Used above script to sanity test, verified manually that all the combinations look good and also wrote unit tests to cover multiple combinations of input data.

Install

gradle clean build
java -jar build/libs/flow-aggregation-service-0.0.1-SNAPSHOT.jar

Server will be running on http://localhost:8080

Requirements

  • Write heavy
    • This service is designed to collect events. For each request in a service, there are multiple events generated by single request in a service as each request could result in multiple network calls. These events are grouped and aggregated into metrics. Metric are usually read through dashboards or monitors occasionally, for example, to debug issues, to understand performance of the system. This results in disproportionate number of calls to Read and Write apis and write being heavy and read being light.
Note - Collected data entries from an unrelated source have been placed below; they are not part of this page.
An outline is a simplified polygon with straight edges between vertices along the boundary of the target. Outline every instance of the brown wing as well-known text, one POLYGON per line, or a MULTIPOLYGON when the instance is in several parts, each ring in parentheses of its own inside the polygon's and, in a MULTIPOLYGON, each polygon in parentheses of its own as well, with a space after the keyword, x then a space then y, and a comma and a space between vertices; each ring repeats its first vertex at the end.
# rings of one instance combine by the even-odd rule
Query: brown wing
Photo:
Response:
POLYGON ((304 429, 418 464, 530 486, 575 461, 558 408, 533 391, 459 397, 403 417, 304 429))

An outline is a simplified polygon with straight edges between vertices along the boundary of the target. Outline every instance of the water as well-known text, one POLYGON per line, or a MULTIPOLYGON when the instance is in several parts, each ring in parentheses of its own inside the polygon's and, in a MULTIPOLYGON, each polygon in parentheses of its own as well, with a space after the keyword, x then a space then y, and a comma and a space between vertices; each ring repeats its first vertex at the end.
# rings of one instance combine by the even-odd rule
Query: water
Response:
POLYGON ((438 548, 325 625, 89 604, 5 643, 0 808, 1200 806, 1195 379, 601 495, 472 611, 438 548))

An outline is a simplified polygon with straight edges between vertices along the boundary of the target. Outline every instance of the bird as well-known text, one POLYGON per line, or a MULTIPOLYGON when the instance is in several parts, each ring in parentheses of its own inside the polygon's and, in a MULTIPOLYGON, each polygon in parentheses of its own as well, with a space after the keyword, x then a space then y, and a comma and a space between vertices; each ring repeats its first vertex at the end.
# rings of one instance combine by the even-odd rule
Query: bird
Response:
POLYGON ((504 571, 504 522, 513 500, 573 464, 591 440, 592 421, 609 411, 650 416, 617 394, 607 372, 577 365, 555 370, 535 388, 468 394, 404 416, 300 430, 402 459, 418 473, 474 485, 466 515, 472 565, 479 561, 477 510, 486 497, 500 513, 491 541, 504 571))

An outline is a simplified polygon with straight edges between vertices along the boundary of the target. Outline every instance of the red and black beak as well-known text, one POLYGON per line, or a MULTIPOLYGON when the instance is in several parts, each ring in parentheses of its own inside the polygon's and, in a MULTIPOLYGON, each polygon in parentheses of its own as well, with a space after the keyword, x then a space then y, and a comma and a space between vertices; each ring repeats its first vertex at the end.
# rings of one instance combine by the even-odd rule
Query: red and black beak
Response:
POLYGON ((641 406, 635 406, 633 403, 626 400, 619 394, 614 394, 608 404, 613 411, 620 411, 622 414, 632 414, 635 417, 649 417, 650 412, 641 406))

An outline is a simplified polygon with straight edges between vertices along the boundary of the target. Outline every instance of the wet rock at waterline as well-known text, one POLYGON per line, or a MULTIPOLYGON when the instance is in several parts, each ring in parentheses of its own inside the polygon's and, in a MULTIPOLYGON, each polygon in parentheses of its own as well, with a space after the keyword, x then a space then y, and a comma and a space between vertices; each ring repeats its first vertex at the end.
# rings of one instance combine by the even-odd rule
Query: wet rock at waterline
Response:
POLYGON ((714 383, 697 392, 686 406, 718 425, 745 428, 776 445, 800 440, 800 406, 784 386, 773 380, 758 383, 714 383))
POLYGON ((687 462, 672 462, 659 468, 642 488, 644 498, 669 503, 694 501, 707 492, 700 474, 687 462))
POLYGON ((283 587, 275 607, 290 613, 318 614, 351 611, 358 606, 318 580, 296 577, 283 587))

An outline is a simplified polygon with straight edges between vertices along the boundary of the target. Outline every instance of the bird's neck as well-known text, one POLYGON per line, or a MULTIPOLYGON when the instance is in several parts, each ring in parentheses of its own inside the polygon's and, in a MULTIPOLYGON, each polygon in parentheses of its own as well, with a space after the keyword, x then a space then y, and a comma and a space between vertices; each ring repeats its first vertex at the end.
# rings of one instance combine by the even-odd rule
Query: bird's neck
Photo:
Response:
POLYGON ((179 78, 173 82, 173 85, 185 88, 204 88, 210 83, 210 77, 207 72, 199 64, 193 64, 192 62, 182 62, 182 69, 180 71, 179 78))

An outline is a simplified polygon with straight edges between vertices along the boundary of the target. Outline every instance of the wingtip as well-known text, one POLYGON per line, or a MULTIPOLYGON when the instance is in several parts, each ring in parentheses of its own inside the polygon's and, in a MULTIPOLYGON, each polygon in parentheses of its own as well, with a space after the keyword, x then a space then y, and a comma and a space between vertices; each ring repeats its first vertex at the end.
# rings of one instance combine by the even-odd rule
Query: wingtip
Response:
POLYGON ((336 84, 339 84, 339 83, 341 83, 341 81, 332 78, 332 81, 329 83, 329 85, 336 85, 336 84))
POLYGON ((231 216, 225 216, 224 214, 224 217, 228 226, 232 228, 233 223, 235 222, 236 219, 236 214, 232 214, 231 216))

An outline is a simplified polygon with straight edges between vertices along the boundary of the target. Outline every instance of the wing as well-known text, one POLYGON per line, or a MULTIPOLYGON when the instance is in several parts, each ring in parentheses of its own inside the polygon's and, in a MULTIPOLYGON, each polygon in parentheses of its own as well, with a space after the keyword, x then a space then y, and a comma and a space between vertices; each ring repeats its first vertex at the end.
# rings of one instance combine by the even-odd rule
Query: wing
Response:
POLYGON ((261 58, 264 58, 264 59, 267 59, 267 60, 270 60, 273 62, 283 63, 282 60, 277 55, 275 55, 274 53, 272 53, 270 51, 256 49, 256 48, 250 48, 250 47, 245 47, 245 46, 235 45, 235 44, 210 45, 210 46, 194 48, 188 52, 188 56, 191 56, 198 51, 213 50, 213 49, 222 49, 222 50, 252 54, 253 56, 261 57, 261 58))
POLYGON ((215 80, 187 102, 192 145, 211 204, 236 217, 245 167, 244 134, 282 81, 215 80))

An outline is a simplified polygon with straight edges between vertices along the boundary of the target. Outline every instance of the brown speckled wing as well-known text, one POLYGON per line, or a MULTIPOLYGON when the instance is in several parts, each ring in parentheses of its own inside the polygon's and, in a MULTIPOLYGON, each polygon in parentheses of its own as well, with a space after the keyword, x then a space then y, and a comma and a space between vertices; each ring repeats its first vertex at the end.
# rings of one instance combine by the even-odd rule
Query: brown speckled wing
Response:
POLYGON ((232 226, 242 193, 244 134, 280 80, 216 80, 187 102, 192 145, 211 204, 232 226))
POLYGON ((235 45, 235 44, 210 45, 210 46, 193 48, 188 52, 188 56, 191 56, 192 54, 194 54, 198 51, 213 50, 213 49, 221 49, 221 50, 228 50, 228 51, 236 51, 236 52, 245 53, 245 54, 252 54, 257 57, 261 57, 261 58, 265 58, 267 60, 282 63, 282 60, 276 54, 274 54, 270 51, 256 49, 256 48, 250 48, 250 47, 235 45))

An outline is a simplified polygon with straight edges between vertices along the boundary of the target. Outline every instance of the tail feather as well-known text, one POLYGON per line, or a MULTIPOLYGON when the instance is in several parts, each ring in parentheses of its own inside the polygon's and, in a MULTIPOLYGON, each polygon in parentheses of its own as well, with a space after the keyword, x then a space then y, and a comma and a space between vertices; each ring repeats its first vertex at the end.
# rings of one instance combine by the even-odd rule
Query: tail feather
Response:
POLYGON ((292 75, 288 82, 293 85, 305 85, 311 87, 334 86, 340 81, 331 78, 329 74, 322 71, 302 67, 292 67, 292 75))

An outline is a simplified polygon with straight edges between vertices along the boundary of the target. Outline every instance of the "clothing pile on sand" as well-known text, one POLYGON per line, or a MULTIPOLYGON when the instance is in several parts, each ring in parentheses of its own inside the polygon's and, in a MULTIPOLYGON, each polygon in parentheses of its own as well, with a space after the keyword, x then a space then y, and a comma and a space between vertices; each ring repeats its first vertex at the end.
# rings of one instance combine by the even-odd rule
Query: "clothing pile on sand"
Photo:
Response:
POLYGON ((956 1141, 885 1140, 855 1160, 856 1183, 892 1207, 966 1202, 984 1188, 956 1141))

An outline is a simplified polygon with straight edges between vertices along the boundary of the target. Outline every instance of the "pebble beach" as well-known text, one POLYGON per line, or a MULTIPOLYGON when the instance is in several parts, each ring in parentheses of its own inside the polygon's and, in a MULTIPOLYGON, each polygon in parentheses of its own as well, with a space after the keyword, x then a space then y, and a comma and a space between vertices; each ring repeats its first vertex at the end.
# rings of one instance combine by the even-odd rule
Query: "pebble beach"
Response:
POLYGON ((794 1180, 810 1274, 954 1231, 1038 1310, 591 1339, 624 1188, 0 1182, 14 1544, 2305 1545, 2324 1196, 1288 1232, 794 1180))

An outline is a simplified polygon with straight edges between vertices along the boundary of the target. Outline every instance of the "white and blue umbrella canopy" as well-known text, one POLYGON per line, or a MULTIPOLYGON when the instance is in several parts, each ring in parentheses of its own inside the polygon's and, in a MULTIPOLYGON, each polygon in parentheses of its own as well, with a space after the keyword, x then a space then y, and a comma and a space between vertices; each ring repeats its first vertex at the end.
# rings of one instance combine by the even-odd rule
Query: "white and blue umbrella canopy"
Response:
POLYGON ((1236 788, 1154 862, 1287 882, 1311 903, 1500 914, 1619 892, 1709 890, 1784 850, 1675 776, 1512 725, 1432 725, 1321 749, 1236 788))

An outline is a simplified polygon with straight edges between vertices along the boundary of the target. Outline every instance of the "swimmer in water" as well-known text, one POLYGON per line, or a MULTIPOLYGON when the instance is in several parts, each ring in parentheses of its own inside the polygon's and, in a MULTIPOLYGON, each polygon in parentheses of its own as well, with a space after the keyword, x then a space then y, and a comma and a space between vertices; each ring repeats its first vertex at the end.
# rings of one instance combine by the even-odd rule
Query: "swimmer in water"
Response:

It is important for this system to be Write efficient which means requires separate services to handle read and write api and the service with write api should be scaled enough to handle thousands or millions of requests per second.
  • Fire and forget
    • Clients that are submitting events to this service could be sidecar containers submitting network flows or the service asynchronously submitting events. These clients need to be quite small, so calls to Write API need to be very quick.
  • Low write latencies
    • Services publishing events to this service should not be burdened with higher latencies. Essentially there should not be significant impact on the performance of the service publishing events to this service.
  • Eventual consistency
    • There could be slight delay between the time event is submitted and the event is available as metric in dashboards.
  • Near real time availability of metrics
    • Slight delay must be tolerated between the time event is submitted and the event is available, but the experience of the customer should be real time, so the delay should be less than few seconds.
  • Store raw events
    • Store raw events before converted to metrics. Raw events would be used to backfill the data in case of any issues with the service deployments. Raw events would serve as source of truth.
  • Batch mode
    • Currently service only accepts realtime events. Service should be extended to accept events in batch mode so that any events that might have failed in realtime would be picked up. In batch mode, service reads from raw events and update the aggregations while serving those aggregations.
  • Out of order events
    • Current design does not implement this, but future versions of this service should have this feature to better serve real time metrics. Service must have time window, all the requests do not fall in that window will be rejected. These events can later be injected in batch mode.

Production System

This section adds brief notes on how can we implement a production system using cloud infrastructure.

graph LR;
  Clients --> IngestionService;
  RawEventsStore --> DruidHadoopConnector;
  DruidHadoopConnector --> Druid;
  IngestionService --> Kafka;
  Kafka --> RawEventsStore;
  Kafka --> DruidKafkaConnector;
  DruidKafkaConnector --> Druid;
  Druid --> QueryService;
  QueryService --> Dashboards
Loading
  1. Why separate ingestion and query services?
    • Read and write requests are way disproportionate. And services handling read and write apis need to scale differently, write api needs to be scaled with number of requests and read apis need to be scaled with the number of customers accessing dashboards.
  2. Why Kafka?
    • The idea is to implement low latency and fire and forget ingestion service. Ingestion service can achieve low latencies if it puts the event in a stream or queue and returns to client. Further ingestion service can achieve lower latencies by asynchronously handling the request from client.
  3. Why RawEventsStore?
    • Following best practices of storing the source of truth so that system can be fault-tolerant by replaying the events from Raw events store in case of any issues with the system.
  4. Why Druid?
    • Druid is OLAP system that can handle ingesting high volume of events and serving the metrics in realtime. Under the hood, druid uses Concise algorithm to store bitmaps which is variation of Roaring bitmaps used in this demo implementation. Druid serves all the requirements mentioned in this doc.